As we go about our day, we interact with typography in its most basic form. We view typography in letters, advertisements, emails, newsletters, and so on. Knowing a little about good typography use can help position your business as a professional organization rather than a fly-by-night outfit.
We often take type for granted. As we work in today's fast paced world, we do not take time to consider good font use in our daily documents. We choose whatever is available to us to get that newsletter out, that letter written, or to slap together that flier your boss wanted done yesterday. Or worse yet, we use ALL the type available to us … ugh. Nothing screams amateur louder than a document full of typefaces.
To help, the following offers a few tips on how to improve your typographical skills:
There are literally thousands of fonts to choose from. As overwhelming as that may seem, type can be grouped in a small hand of categories – serif, san serif, script, ornamental and display. These categories can be broken down even further, but for simplicity, this covers the majority of font styles.

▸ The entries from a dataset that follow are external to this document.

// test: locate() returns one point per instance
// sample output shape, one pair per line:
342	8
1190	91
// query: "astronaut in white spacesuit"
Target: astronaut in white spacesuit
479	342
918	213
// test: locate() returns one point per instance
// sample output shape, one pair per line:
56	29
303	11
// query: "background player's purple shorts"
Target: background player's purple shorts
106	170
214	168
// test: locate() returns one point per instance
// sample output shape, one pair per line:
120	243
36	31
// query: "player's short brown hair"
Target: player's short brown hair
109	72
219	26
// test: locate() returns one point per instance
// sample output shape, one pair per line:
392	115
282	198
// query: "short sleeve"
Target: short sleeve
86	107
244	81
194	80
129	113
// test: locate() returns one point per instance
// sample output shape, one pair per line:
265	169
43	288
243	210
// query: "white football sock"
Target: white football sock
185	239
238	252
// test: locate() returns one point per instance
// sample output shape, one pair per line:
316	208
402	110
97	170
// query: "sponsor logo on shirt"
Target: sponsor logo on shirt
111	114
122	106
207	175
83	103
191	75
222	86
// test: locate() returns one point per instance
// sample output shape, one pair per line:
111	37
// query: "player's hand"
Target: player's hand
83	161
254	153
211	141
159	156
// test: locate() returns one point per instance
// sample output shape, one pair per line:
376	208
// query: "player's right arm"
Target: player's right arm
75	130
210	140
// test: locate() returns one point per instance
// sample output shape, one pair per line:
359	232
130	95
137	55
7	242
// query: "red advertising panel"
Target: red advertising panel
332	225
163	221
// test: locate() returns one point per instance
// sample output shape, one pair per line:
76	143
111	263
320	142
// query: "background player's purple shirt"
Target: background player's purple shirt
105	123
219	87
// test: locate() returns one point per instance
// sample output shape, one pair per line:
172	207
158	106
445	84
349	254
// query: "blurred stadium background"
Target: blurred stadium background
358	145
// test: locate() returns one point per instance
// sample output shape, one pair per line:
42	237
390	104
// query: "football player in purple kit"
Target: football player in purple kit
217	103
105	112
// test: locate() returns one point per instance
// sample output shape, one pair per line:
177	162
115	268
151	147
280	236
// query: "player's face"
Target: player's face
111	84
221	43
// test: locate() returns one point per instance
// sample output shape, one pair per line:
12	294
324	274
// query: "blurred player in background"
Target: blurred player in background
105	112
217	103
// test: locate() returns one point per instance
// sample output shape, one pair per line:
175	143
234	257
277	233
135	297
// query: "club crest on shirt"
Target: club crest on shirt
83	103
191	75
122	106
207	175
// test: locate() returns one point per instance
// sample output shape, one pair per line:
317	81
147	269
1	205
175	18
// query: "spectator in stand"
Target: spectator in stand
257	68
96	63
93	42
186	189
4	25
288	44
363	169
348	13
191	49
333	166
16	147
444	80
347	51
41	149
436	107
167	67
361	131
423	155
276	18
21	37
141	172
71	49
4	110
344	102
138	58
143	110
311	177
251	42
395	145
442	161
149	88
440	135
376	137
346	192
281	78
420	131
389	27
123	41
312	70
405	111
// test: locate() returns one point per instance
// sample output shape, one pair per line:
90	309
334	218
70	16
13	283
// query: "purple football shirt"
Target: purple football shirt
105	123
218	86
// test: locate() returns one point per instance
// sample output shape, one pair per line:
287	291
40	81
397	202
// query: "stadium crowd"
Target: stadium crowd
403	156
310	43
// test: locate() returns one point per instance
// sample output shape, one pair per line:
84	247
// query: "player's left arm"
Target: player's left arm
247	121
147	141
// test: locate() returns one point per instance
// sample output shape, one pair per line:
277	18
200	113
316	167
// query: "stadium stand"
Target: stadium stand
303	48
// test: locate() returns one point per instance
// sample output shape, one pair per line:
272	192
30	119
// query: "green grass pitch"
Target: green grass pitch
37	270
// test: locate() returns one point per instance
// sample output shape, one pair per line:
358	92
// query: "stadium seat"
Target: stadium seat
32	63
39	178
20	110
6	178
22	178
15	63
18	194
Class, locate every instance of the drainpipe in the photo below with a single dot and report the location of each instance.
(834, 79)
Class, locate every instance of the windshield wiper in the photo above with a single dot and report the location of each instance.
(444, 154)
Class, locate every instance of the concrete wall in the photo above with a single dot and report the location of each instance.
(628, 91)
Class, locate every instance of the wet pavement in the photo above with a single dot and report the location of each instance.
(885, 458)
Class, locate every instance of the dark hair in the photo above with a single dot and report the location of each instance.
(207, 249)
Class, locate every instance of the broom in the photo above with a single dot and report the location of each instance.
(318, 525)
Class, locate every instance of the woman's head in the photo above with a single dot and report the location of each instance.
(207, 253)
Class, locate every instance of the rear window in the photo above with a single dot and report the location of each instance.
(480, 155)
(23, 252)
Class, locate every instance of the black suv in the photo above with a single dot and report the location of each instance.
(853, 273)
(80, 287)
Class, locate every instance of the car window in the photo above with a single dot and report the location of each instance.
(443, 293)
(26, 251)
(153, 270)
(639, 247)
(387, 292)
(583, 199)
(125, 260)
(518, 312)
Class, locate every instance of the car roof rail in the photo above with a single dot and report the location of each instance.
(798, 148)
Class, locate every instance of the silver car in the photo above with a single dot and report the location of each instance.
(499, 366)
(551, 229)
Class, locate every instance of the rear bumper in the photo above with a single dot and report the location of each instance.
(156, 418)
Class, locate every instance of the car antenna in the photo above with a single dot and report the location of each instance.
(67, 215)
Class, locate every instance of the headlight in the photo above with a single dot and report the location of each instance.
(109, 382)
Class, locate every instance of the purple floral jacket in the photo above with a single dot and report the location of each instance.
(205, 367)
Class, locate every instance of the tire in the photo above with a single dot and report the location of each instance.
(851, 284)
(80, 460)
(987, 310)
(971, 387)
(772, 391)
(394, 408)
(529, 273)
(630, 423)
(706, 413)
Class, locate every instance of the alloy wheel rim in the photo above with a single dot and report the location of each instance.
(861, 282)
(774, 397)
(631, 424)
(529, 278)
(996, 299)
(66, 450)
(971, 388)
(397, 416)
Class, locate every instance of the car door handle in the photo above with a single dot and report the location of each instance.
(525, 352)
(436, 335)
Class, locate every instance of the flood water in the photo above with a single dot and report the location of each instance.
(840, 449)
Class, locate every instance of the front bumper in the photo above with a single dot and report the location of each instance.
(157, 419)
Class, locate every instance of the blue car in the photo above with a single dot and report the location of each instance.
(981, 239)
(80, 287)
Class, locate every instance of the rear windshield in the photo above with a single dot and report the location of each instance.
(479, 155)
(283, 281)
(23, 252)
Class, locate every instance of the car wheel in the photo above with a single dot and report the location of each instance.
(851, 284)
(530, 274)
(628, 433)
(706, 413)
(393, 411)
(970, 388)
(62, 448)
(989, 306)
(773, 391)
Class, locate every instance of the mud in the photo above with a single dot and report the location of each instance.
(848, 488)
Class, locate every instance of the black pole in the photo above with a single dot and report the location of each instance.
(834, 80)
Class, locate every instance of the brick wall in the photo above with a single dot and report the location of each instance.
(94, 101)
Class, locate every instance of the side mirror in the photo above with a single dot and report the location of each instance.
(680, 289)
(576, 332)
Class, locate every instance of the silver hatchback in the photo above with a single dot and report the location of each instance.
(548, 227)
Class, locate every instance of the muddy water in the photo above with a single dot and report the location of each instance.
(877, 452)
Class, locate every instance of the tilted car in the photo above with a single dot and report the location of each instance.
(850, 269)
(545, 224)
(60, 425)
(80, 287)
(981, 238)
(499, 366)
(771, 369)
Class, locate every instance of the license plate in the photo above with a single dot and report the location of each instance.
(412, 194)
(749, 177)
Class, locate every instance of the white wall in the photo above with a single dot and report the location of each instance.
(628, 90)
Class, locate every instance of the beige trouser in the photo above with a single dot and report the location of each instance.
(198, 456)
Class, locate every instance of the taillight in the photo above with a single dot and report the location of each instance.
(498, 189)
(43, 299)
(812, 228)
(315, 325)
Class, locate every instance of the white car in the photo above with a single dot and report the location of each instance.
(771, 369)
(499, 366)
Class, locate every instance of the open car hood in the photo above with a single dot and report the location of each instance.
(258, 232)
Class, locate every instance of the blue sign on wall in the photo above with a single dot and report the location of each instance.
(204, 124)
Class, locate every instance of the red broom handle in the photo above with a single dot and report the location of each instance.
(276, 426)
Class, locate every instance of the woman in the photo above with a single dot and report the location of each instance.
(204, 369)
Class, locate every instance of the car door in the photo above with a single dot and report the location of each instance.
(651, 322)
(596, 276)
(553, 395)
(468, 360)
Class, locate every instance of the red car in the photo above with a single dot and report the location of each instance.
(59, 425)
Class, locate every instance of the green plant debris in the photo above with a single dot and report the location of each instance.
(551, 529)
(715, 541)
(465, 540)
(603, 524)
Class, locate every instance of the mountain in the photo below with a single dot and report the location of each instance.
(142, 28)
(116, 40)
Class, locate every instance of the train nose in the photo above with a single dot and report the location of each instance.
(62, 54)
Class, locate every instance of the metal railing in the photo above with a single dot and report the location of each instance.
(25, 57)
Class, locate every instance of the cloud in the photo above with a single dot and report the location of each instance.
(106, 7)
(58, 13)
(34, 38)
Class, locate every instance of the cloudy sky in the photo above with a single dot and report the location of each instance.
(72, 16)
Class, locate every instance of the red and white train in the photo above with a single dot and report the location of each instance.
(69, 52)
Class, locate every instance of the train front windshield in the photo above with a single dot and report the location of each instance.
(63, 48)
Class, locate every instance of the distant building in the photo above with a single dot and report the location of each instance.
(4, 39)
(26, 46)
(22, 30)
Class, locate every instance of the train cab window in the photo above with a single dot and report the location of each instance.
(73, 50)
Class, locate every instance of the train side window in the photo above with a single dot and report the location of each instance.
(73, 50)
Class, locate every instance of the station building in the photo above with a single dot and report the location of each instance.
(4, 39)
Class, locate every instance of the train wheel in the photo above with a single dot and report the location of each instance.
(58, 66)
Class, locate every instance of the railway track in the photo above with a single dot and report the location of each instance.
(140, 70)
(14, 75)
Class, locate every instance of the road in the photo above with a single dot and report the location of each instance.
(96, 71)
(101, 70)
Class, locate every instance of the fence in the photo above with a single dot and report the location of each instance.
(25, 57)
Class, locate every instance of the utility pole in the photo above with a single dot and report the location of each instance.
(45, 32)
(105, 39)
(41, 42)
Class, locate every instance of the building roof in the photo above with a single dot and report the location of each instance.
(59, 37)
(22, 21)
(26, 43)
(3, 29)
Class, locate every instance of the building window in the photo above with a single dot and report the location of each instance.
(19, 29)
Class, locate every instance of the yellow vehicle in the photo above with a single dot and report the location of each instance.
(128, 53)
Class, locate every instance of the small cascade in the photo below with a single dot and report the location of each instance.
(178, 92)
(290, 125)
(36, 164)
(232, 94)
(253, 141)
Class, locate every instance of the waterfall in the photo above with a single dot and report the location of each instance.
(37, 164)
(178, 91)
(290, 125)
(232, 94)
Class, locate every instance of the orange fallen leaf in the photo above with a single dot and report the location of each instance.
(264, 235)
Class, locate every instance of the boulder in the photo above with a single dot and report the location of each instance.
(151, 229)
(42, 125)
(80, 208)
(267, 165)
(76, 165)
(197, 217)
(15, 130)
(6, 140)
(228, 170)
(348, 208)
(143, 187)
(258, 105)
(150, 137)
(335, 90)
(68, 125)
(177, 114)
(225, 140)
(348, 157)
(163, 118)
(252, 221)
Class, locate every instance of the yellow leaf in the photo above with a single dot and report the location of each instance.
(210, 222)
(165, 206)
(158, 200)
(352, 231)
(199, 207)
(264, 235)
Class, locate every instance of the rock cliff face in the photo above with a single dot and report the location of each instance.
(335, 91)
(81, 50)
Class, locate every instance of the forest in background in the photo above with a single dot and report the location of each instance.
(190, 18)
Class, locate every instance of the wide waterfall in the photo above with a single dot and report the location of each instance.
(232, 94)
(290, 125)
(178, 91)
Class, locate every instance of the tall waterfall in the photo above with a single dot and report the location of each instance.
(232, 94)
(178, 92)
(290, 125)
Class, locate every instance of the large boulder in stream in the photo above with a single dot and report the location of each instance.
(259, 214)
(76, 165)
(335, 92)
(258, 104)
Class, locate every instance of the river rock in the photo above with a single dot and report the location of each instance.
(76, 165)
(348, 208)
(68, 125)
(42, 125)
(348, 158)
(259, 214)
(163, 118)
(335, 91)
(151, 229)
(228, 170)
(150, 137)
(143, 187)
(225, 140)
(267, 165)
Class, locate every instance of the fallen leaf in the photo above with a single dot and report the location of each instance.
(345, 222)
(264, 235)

In addition, some fonts are part of font "families" which include several weights of the same font. For example, some fonts may be available in light, book, bold, and ultra bold along with italicized versions of each weight.
Choose the font that best represents the message you are trying to convey. If your text is serious, stay with a basic serif font such as Times Roman. If your project is light and vivid, and you want to have a little fun, use some of the many ornamental and decorative fonts to add whimsy to your piece.
To add interest, choose complementary fonts for your documents. Combining a serif font with a sans serif font is like mixing two complementary colors … they work beautifully together.
However, keep font style use to a minimum within each document. Unless you are a professional (do not try this at home folks), use no more than 3 fonts. (however, you may use the font font family if available)
To Serif or Not to Serif
When deciding on which type of font to use, consider this rule of thumb; serif type is easier to read in large quantities such as articles, letters and the like. We are used to reading serif type, (think of your daily newspapers or books). This is not to say that san serif should not be used, it's just a suggestion from someone who has been working with text all of his life, (but not in the womb), but right after that, yes.
When using headlines and sub-heads, try applying a complementary style font for contrast. Obviously, headlines should be bigger and bolder than the rest of your text. I recommend at least three times the size of your body copy. For example, if you have 12-point body copy, make your headline 36-point. A good gauge for sub-heads is about twice the size of body copy. Speaking of type size …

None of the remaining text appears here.